Effortlessly Generate Custom Images with the yesuel1/sante-ostris Cognitive Actions

23 Apr 2025
Effortlessly Generate Custom Images with the yesuel1/sante-ostris Cognitive Actions

In the realm of artificial intelligence and machine learning, image generation has taken center stage. The yesuel1/sante-ostris spec provides developers with powerful tools known as Cognitive Actions, specifically designed for generating and manipulating images. With the Generate Image with Inpainting action, developers can create high-quality images efficiently, utilizing advanced models for both speed and precision. These pre-built actions simplify the integration of image generation capabilities into your applications, allowing for creative possibilities that were once time-consuming or complex.

Prerequisites

Before diving into the Cognitive Actions, ensure you have the following:

  • An API key for accessing the Cognitive Actions platform.
  • Basic familiarity with making HTTP requests and handling JSON data.

Authentication generally involves passing your API key in the headers of your requests to access the Cognitive Actions functionalities.

Cognitive Actions Overview

Generate Image with Inpainting

The Generate Image with Inpainting action enables the creation of images through inpainting techniques, utilizing image-to-image processing. This action can be particularly useful when you want to modify existing images or generate images based on descriptive prompts. It supports various configurations, including image resolution, aspect ratios, and output formats.

Input:

The input for this action requires a JSON object that can include the following fields:

  • prompt (required): A descriptive string guiding the image generation.
  • mask (optional): URI of the image mask for inpainting mode.
  • seed (optional): Integer for random seed.
  • image (optional): URI of an existing image for image-to-image processing.
  • model (optional): Selects the inference model, default is dev.
  • width (optional): Custom width in pixels (256-1440).
  • height (optional): Custom height in pixels (256-1440).
  • fastMode (optional): Boolean to enable fast inference mode.
  • loraScale (optional): Scale factor for applying the main LoRA.
  • megapixels (optional): Approximate megapixels for the image.
  • aspectRatio (optional): Aspect ratio for the generated image.
  • imageFormat (optional): Format for the output image (webp, jpg, png).
  • outputCount (optional): Number of images to generate (1-4).
  • imageQuality (optional): Quality of output images (0-100).
  • guidanceScale (optional): Scale for the diffusion process (0-10).
  • additionalLora (optional): URI for additional LoRA weights.
  • promptStrength (optional): Strength of the prompt effect (0-1).
  • inferenceStepCount (optional): Number of denoising steps (1-50).
  • safetyCheckerDisabled (optional): Toggle for safety checks.

Example Input:

{
  "model": "dev",
  "prompt": "sante-ostris, the professional-looking man wearing a suit and glasses, holding a blank A4 paper horizontally with both hands. sante-kim has a straight posture and confident expression, with the A4 paper clearly being held in a landscape orientation.

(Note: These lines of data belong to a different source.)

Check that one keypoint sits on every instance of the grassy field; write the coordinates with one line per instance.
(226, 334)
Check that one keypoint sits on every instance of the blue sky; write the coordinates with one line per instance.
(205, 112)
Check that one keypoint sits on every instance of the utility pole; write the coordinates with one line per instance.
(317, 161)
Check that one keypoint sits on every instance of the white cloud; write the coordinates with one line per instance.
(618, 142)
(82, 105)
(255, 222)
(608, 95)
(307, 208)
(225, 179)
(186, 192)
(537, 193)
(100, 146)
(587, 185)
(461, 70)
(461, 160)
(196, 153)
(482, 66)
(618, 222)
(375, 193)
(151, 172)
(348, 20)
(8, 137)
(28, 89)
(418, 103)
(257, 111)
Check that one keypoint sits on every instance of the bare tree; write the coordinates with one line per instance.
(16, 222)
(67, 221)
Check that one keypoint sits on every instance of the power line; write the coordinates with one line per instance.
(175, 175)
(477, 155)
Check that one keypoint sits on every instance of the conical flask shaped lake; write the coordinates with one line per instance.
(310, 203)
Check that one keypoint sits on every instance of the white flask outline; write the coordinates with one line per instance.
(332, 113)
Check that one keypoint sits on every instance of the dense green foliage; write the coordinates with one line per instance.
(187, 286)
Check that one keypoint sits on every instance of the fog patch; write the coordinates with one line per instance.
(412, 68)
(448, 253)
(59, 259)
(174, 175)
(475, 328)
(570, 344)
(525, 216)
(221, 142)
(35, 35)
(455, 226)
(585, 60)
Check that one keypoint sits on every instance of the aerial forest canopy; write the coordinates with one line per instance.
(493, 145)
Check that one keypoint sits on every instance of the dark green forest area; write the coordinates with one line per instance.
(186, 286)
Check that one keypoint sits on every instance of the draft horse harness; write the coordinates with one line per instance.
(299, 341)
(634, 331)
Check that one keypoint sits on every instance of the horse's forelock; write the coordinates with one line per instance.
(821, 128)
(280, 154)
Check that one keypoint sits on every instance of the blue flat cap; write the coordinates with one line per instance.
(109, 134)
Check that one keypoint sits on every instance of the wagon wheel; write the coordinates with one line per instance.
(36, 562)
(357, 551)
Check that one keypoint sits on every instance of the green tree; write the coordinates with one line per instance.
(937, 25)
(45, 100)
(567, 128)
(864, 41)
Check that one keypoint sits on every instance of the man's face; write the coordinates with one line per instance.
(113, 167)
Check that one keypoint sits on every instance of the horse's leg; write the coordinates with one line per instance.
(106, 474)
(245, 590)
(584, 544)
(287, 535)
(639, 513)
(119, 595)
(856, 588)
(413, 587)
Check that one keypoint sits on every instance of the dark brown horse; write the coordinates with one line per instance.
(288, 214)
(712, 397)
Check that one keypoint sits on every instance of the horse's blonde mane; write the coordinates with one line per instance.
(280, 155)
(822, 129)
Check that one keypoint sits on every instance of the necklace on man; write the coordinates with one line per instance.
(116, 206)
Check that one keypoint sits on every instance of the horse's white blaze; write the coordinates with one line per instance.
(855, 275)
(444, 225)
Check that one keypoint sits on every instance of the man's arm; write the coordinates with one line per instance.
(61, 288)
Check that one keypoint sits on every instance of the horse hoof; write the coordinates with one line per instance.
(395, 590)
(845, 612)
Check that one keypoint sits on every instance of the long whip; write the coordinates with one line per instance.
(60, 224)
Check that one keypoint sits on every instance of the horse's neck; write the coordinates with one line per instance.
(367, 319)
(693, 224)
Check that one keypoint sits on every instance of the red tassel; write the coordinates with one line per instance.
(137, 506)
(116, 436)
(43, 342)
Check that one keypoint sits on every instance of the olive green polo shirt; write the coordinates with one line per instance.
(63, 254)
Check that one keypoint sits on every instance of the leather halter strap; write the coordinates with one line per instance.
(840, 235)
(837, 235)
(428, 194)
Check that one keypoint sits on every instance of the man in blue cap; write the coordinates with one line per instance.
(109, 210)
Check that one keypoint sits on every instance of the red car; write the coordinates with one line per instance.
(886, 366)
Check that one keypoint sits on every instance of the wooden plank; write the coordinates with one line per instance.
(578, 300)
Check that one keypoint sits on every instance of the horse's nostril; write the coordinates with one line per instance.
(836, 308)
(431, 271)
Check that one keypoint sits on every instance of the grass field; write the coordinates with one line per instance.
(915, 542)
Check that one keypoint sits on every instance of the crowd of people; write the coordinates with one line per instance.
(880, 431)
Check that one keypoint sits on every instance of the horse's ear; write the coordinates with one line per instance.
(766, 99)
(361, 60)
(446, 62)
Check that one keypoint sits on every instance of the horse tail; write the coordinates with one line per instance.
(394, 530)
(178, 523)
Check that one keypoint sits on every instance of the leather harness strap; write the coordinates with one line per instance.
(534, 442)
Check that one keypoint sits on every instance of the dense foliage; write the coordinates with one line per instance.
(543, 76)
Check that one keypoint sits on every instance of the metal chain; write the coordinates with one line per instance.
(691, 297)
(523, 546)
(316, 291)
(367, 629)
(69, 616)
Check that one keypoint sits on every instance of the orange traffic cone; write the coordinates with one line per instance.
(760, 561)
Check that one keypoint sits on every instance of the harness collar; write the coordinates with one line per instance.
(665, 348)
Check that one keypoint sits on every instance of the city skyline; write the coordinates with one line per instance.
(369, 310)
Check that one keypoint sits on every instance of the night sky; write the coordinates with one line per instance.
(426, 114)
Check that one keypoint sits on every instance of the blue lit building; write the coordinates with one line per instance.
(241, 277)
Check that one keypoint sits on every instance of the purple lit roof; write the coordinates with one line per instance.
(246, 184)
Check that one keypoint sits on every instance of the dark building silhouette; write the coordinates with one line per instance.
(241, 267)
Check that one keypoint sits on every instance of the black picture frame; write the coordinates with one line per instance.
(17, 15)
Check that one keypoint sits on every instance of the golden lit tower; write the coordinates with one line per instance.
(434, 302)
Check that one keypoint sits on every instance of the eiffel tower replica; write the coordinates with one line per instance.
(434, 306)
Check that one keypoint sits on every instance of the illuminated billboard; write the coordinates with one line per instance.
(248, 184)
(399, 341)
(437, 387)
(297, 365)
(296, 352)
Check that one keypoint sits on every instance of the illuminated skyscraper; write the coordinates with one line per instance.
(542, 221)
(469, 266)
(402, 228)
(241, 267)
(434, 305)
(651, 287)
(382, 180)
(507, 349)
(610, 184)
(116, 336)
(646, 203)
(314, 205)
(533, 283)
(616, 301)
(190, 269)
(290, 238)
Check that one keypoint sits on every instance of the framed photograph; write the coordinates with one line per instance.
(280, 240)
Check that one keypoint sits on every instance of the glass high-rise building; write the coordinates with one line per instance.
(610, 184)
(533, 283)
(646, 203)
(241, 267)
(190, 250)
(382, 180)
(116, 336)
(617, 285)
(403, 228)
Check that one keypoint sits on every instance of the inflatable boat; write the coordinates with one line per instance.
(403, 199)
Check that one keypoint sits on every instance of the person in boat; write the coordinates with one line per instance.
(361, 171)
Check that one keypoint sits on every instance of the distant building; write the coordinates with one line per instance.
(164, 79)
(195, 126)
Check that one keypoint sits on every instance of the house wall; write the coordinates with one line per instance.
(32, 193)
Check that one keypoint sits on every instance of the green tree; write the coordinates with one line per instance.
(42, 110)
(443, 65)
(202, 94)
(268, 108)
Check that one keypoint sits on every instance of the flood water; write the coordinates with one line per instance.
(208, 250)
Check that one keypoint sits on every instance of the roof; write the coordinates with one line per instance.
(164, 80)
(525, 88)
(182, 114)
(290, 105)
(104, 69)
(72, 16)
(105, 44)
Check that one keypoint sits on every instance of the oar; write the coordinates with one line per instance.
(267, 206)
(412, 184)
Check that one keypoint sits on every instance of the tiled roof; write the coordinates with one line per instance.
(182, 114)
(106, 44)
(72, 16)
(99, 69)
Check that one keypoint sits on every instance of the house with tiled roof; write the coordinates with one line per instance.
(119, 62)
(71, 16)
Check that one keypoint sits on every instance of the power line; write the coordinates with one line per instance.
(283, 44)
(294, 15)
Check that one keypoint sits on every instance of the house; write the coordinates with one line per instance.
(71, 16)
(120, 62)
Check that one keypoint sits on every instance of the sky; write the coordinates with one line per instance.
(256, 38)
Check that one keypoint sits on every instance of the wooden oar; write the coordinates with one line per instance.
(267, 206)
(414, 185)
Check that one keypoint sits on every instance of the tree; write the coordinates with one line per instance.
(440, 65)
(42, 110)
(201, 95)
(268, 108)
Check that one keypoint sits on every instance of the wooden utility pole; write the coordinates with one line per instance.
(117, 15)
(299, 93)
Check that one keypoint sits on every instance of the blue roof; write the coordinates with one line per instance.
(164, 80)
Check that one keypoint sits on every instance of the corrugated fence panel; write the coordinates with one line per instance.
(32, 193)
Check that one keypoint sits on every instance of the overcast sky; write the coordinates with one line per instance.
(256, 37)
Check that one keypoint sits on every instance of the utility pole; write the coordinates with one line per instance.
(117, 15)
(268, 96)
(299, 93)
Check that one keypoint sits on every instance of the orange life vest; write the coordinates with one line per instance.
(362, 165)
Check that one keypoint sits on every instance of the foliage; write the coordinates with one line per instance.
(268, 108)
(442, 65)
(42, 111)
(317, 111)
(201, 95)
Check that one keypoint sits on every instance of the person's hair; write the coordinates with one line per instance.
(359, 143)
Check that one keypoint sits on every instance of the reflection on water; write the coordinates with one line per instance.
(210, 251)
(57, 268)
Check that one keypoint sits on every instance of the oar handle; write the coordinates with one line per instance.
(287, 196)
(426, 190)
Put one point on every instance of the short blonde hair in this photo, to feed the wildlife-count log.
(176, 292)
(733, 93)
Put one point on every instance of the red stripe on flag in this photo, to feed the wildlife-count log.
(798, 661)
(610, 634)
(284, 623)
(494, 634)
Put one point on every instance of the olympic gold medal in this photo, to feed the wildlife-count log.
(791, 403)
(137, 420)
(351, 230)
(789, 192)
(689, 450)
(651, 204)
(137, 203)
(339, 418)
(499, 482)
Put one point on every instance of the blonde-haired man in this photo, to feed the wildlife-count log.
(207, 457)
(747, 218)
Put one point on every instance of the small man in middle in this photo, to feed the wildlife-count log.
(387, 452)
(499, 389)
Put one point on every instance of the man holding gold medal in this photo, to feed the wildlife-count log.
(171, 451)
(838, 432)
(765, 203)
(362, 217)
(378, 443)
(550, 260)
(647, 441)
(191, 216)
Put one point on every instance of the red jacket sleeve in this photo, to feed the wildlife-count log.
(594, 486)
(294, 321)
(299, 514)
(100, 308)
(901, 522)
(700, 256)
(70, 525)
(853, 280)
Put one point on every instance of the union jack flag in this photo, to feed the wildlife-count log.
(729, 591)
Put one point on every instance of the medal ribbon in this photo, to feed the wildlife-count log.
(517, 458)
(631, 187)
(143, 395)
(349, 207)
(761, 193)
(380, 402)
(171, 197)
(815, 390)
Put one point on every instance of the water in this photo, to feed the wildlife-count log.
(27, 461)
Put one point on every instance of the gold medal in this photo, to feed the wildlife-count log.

The background remains simple to keep the focus on the man and the paper, with the A4 sheet showing an empty space for text or drawing.",
  "loraScale": 1,
  "aspectRatio": "1:1",
  "imageFormat": "png",
  "outputCount": 2,
  "imageQuality": 90,
  "guidanceScale": 3.5,
  "promptStrength": 0.8,
  "inferenceStepCount": 28,
  "additionalLoraScale": 1
}

Output:

The action typically returns an array of URLs pointing to the generated images. Here's a sample output:

[
  "https://assets.cognitiveactions.com/invocations/086e8ff4-9640-45ed-ba25-c0b02021158d/c7ba594d-5b73-4ecc-b7c6-fef26bcf430a.png",
  "https://assets.cognitiveactions.com/invocations/086e8ff4-9640-45ed-ba25-c0b02021158d/834f9a45-f556-49b0-8d9d-b8303d9720a6.png"
]

Conceptual Usage Example (Python): Here’s a conceptual Python code snippet illustrating how to invoke this action:

import requests
import json

# Replace with your Cognitive Actions API key and endpoint
COGNITIVE_ACTIONS_API_KEY = "YOUR_COGNITIVE_ACTIONS_API_KEY"
COGNITIVE_ACTIONS_EXECUTE_URL = "https://api.cognitiveactions.com/actions/execute"  # Hypothetical endpoint

action_id = "e2768cea-89a4-4398-8b33-584e968b74b7"  # Action ID for Generate Image with Inpainting

# Construct the input payload based on the action's requirements
payload = {
    "model": "dev",
    "prompt": "sante-ostris, the professional-looking man wearing a suit and glasses, holding a blank A4 paper horizontally with both hands. sante-kim has a straight posture and confident expression, with the A4 paper clearly being held in a landscape orientation. The background remains simple to keep the focus on the man and the paper, with the A4 sheet showing an empty space for text or drawing.",
    "loraScale": 1,
    "aspectRatio": "1:1",
    "imageFormat": "png",
    "outputCount": 2,
    "imageQuality": 90,
    "guidanceScale": 3.5,
    "promptStrength": 0.8,
    "inferenceStepCount": 28,
    "additionalLoraScale": 1
}

headers = {
    "Authorization": f"Bearer {COGNITIVE_ACTIONS_API_KEY}",
    "Content-Type": "application/json"
}

try:
    response = requests.post(
        COGNITIVE_ACTIONS_EXECUTE_URL,
        headers=headers,
        json={"action_id": action_id, "inputs": payload}  # Hypothetical structure
    )
    response.raise_for_status()  # Raise an exception for bad status codes (4xx or 5xx)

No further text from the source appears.